Strengthening Characters By Defining Limits

So, how strong is strong? An important question you need to debate is just how strong your characters are. It may seem trivial when dealing with worlds where strength seems solely dependent on the writer's whim, but it does help in consistency. More to the point, it gives you an additional tool when writing to play with.

Think about it: Once you establish a character's strength, it means you have established a limit, and limits, for a writer, are always a good thing. It means you can build a proper challenge for the character, and one that works for the readers. You need to establish that you will not add something just for the sake of making it easier for the characters, such as surprise new powers, as well as a reputation for occasionally allowing the characters to lose in a big way.
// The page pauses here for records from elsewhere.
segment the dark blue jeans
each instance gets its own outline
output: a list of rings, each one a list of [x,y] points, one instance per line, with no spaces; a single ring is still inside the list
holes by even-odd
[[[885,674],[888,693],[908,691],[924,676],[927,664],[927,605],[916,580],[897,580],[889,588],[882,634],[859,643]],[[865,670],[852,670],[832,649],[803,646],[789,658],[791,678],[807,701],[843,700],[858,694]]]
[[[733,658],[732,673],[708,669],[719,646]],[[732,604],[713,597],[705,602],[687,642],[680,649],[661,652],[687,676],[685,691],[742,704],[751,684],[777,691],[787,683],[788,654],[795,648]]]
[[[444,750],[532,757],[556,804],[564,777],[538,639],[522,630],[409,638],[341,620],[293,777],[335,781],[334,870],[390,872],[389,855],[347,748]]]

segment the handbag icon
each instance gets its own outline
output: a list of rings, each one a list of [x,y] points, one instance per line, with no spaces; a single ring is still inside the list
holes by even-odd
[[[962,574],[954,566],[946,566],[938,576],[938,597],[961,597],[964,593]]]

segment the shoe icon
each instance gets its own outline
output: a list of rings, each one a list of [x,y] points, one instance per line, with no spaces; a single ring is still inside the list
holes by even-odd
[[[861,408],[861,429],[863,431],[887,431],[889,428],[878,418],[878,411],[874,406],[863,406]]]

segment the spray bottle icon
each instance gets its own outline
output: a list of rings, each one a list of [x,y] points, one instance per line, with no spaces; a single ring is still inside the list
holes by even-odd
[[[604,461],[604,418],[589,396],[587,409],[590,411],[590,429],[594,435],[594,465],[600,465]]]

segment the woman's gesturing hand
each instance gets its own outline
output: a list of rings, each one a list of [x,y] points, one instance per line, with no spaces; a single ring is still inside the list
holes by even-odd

If readers know what the character can and can't do, and that they can suffer, then that creates a lot more suspense than if the character has the ability to grow new powers at will and you know he can never lose. That's fine is some comics, but those comics also buid suspense in a different way, by whettng readers curiosity as to what the character will do this time. That can work, but that's a different kind of story. Here, we're trying to build suspense through the character facing limits with the knowledge that he may not overcome them, and that's a great a tool.

Obviously a character can grow, and sometimes losing can provide that motivation. There is a reason that so many stories are pretty much lose-train-win; it's a working formula. If you have have a lot more room to play, such as with a novel or graphic novel, you can have the character find other ways to deal with his limitations, such as nifty new sword, upgrading his armor, or inventing a potion that allows him to overcome his limits. It's possible that one of his items can even become self-aware and start gaining abilities to enhance him or his familiar gain a more powerful form. Just try to actually define those abilities well enough that they are not either over-powered or a deux ex machina.

In essence, the better you define the character and what he can do, the more you can actually do with him. A simple point, but you would be surprised just how much you can get from it.